The paradigm of pretraining a model on unsupervised data with subsequent fine-tuning on labeled data is very successful in many NLP tasks. Many models follow the BERT architecture and thus, through its dependency on the original Vaswani architecture, on multi-headed self attention.
1. Multi-headed self-attention is global in theory. That is, the attention blocks should capture global patterns from text. In practice, however, it is often found that these segments mostly learn local patterns. This is problematic, especially given the fact that these segments are intense in terms of required computing power.
2. Removing some attention heads during finetuning does not degrade performance.
In other words, they argue that there is a heavy computational redundancy involved with training BERT-like models.
As a result, the authors introduce Convolutional BERT (ConvBERT). It improves the original BERT by replacing some Multi-headed Self-attention segments with cheaper and naturally local operations, so-called span-based dynamic convolutions. These are integrated into the self-attention mechanism to form a mixed attention mechanism, allowing Multi-headed Self-attention to capture global patterns; the Convolutions focus more on the local patterns, which are otherwise captured anyway. In other words, they reduce the computational intensity of training BERT.
Why is ConvBERT necessary?
– If you look at attention maps, you see a diagonal pattern. This indicates that for a word, it attends mostly to itself – and to some words next to the word. This suggests that attention is primarily LOCAL, despite the usage of a GLOBAL mechanism i.e. the multi-headed self-attention segments. We might thus not need the global mechanism. This has a significant impact on model efficiency because the global mechanism has quadratic cost with linear increase in tokens.
– Adding more naturally local mechanisms can ensure that this quadratic complexity turns into linear complexity, which greatly benefits model training.
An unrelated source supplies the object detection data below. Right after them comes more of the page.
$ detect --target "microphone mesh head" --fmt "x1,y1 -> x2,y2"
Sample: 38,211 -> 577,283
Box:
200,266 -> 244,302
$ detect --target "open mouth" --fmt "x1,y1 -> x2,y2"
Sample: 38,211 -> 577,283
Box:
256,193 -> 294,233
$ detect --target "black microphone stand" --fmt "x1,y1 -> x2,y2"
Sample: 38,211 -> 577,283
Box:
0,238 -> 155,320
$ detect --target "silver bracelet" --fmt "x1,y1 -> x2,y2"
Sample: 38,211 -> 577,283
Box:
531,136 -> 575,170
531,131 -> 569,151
The architecture of ConvBERT and architectural changes compared to BERT look as follows:
– Span-based dynamic convolutions: first of all, span-based dynamic convolutional layer is used together with multi-head attention (in fact, it replaces some attention segments). Contrary to classic convolutional layers, which generate a set of kernels given their convolution over the input sample, dynamic convolutions generate one kernel per input token. However, this means that for any token (e.g. a word) a unique kernel is generated, ignoring contextual dependencies between words in phrases. This is why instead, spans are fed to the dynamic convolutions, which thus introduce context dependencies. This is why it is called a span-based dynamic convolutional layer.
– Bottleneck structure: second of all, the number of attention heads is reduced by introducing a bottleneck structure in the embeddings part of the BERT architecture. Input tokens are embedded to a lower dimensional space before they are fed to the mixed attention segment. This relieves computational redundancy in both embeddings and in the downstream attention segments. A parameter γ is introduced for reducing the dimensionality. γ is always > 1. It impacts the dimensionality of the Q, K, V mapping of the attention segment AND the number of attention heads, which is also reduced.
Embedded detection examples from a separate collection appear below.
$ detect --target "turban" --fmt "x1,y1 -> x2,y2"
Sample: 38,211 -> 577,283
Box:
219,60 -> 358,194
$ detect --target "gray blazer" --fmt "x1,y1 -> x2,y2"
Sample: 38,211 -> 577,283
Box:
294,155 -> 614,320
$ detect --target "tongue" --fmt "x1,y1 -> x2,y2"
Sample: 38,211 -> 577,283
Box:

– Grouped linear operator: the fully-connected feedforward network in the BERT architecture is responsible for the majority of parameters. The inner layer dimension of the feedforward segment has 4x higher dimensionality compared to its input and output dimensionalities. ConvBERT introduces a ‘grouped linear operator’, which splits inputs into multiple groups and then processes them independently. The result is then concatenated.
Span-based dynamic convolutions are grouped with classic multi-headed self-attention segments in a concatenation operation:
Concat(Self-attention(Q, K, V); SDConv(Q, Ks, V; Wt)).
Here, Q, K and V are the queries, keys and values generated for self-attention. As you can see, queries and values are also used within the SDConv segment. It generates its own keys and in addition has weights Wt that are responsible for producing the kernel given the input span.
In other words, ConvBERT is built by stacking encoding segments, just like in BERT – but then with mixed attention, a bottleneck structure regarding input embeddings, and a grouped linear operator to make the feedforward segment in the encoding segment more efficient. The authors conjecture that this significantly speeds up learning and thus might allow them to obtain state-of-the-art (SOTA) results.
ConvBERT Experimental Setup:
What language tasks, datasets, experiments does ConvBERT use to evaluate the model and the contributions of the individual segments? What are ConvBERT ablation studies performed?
– Evaluation is performed on the ‘replaced token detection pretraining task’.
– ConvBERT is evaluated with a variety of model sizes.
* Small: hidden dimensionality 256, word embedding dimensionality 128, feedforward module dimensionality 1024 (4x hidden dimensionality), 12 layers, 4 attention heads.
* Medium: hidden dimensionality 384, 8 attention heads.
* Base: common BERT config, hidden dimensionality 768, 12 layers, 12 attention heads, γ = 2 meaning a reduction in heads.
– Batch size is 128 for ConvBERTsmall and 256 for ConvBERTmedium and ConvBERTbase.
– Input sequences are 128 tokens long.
– Evaluation happens on the GLUE benchmark (with a variety of language tasks) and the SQuAD dataset (for question answering). This is performed with a config like the ELECTRA model for fair comparison. Comparisons are also made with knowledge destillation based models like TinyBERT, MobileBERT and DistilBERT. The model is finetuned per task.
– As an ablation study, the model starts with the original BERT architecture, then applies and investigations (combinations of) bottleneck structure, span-based dynamic convolutions, grouped linear operator, to see how much each improvement contributes to the overall results. In addition, the work increases hidden dimension size to show performance gains with higher dimensionality.
ConvBERT Results / Performance:
How well does ConvBERT perform? How does this compare to other Transformer models?
– ConvBERT achieves 86.4 score on GLUE => 5.5 higher than BERTbase, 0.7 higher than ELECTRAbase, while requiring less training cost & parameters. In other words ,the ConvBERTsmall performs equally to / better than other small-sized models with more representation power. ConvBERTsmall and ConvBERTmedium also outperform baseline ELECTRAsmall and comparpes to BERTbase. MobileBERT etc. are much better but this is likely due to the fact that they were obtained through knowledge distillation and architecture search. ConvBERTbase outperforms these in return when looking at training cost.
– The bottleneck structure in input embeddings can reduce the number of parameters (and thus computational cost) without hurting performance. It can even be beneficial in a small setting (e.g. with ConvBERTsmall), possibly because attention heads are then required to learn more compact representations.
– Playing with span-based dynamic convolutions (e.g. with kernel size) suggests that larger kernels perform better IF their receptive fields do not capture the whole input sequences. In that case, a context issue (like a context leak to all kernels) occurs.
– Adding spans to the dynamic convolutions definitely improves performance; without them they do not improve the results too much.
Jiang, Z., Yu, W., Zhou, D., Chen, Y., Feng, J., & Yan, S. (2020). Convbert: Improving bert with span-based dynamic convolution. arXiv preprint arXiv:2008.02496.